ÖZET: Davalı idarenin sorumluluk sahasında kalan yolda meydana gelen kaza nedeniyle oluştuğu öne sürülen zararın tazmini istemiyle açılan davanın, ADLİ YARGI YERİNDE çözümlenmesi gerektiği hk.

 

 

 

 

 

 

 

KARAR  

 

 

          Davacı   : H.E.

          Vekili     : Av. İ.D.

          Davalı   : Lüleburgaz Belediye Başkanlığı

          Vekili      : Av. Ö.S.

 

              O L A Y           : Davacı vekili dava dilekçesinde özetle; müvekkilinin 25.4.2017 tarihinde, bisikleti ile giderken bu yol ile ana cadde arasında bulunan deforme olmuş yağmur ızgaralarına bisikletinin tekerliğinin sıkışması nedeniyle takla atarak sol kolunun üzerine düşerek sol kolunun iki yerden kırılması üzerine üç gün hastanede kaldığı, iki adet kalıcıplatin takıldığı, ayrıca 27.5.2017 tarihine kadar istirahat verildiği, meydana gelen bu olayın bisiklet sürücüsünün kusurundan değil yol üzerine konulan yağmur ızgaralarının hiçbir standarta uymamasından, deforme olmasından, zamanında bakımının yapılmamasından, bozulduğunda tamirinin yapılmamasından, hizmet kusurundan kaynaklandığı,güvenliksiz yağmur ızgaralarını yapanın, deforme olduğunda, özelliğini yitirdiğinde tamir etmeyenin davalı belediye olduğu, tedavisinin halen sürdüğü, bugüne kadar yapılan tedavi giderlerini müvekkilinin ödediği, tam tedavisinin mümkün olmadığı, sürekli işgöremezlik ve geçici işgöremezlik durmunun söz konusu olduğu,oluşan kırık nedeniyle özel güvenlik görevini yapamaz hale geldiği,maluliyet oluştuğu, ömür boyu işsiz kalma. çalışamama ihtimali olduğu, ayrıcamüvekkilinin manevi zarar gördüğü, acı çekmiş olduğu, vücut bütünlüğünün ihlal edildiği ve yaralandığı, maddi ve manevi zararının karşılanması talebinin davalı tarafından reddedildiğinden bahisle, fazlaya ilişkin hakları saklı kalmak kaydıyla 25.4.2017 tarihinden itibaren işleyecek yasal faizi ile birlikte maddi ve manevi tazminatın davalı idareden tahsiline, yargılama giderleri ve avukatlık ücretinin karşı tarafa tahmiline karar verilmesi istemleriyle idari yargı yerinde dava açmıştır.

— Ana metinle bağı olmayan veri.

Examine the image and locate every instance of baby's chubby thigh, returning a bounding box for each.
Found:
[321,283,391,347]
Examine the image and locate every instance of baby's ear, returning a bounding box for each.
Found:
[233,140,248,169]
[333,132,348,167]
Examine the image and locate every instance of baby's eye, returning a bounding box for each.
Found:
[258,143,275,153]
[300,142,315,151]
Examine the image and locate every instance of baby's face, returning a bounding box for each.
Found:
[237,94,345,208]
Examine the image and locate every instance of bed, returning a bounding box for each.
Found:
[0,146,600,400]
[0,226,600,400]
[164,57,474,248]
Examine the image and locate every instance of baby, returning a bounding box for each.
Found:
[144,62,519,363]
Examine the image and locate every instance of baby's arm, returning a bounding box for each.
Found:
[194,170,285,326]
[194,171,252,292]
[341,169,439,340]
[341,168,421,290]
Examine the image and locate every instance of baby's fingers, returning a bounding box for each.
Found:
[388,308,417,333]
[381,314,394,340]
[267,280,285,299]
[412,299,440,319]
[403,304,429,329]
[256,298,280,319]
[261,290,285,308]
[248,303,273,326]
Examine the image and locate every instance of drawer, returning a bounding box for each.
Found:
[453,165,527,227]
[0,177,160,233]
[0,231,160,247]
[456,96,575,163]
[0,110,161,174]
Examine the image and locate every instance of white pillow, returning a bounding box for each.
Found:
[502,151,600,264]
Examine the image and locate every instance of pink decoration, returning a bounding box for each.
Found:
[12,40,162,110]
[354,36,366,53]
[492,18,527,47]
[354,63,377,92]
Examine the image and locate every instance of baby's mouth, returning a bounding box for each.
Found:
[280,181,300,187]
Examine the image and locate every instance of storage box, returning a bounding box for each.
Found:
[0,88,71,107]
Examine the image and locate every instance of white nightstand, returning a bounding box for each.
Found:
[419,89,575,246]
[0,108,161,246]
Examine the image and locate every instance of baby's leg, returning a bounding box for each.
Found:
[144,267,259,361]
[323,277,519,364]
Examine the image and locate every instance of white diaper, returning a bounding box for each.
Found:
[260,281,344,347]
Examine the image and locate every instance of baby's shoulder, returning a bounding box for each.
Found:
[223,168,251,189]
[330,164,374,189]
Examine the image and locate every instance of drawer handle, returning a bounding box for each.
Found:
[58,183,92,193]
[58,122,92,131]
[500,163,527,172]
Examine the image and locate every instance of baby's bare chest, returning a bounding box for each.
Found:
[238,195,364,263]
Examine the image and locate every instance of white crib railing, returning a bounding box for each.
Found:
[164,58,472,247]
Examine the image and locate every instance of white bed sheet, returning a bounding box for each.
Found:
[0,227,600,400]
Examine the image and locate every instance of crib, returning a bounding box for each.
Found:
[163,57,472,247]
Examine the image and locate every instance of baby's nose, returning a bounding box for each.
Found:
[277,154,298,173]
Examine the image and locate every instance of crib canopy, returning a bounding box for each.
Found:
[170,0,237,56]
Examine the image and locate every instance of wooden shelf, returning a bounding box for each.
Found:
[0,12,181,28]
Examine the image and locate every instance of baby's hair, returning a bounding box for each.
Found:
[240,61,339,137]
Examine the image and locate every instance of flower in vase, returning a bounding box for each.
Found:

              EDİRNE İDARE MAHKEMESİ: E:2017/1057 sayılı dosyasında "... 2577 sayılı İdari Yargılama Usulü Yasasının 15/1-a. maddesi hükmü uyarınca davanın görev yönünden reddine, ..." dair 10.10.2018 gün, K:2018/1142 sayılı kararına karşı yapılan istinaf kanun yolu başvurusunun İstanbul Bölge İdare Mahkemesi Dokuzuncu Hukuk İdare Dava Dairesi'nce 15.1.2019 tarihinde reddine kesin olarak karar verilmiş ve kararın kesinleştiği anlaşılmıştır.

              Davacı vekili aynı yöndeki taleple bu kez adli yargı yerinde dava açmıştır.

              LÜLEBURGAZ 2. ASLİYE HUKUK MAHKEMESİ: E:2019/101 sayılı dosyasında "... Dava, Hizmet kusuruna dayalı maddi ve manevi tazminat talebine ilişkindir.

Davacı tarafça anılan davanın öncelikle Edirne İdare Mahkemesi'nde 2017/1057 Esas sayılı dosyada açıldığı, Mahkemece 10/10/2018 tarihinde2018/1142 Karar sayısı ile verilen kararda davanın 2577 sayılı İdari Yargılama Usulü Kanunu'nun 15/1-a. maddesi hükmü uyarınca görev yönünden reddine kararı verildiği, davacı tarafça süresi içinde kararın istinaf edildiği, İstanbul Bölge İdare Mahkemesi 9. İdare Dava Dairesi'nin 15/01/2019 Tarih 2018/1320 Esas ve 2019/47 Karar sayılı kararı ile istinaf yoluyla kaldırılması istenilen İdare Mahkemesi kararında kanunda sayılan kaldırma nedenlerinin bulunmadığı ve dilekçede ileri sürülen iddiaların da sözkonusu kararın kaldırılmasını sağlayacak nitelikte görülmediğigerekçesiyle başvurunun reddine dair temyiz yolu kapalı olmak üzere kesin olarak karar verildiği görülmüştür.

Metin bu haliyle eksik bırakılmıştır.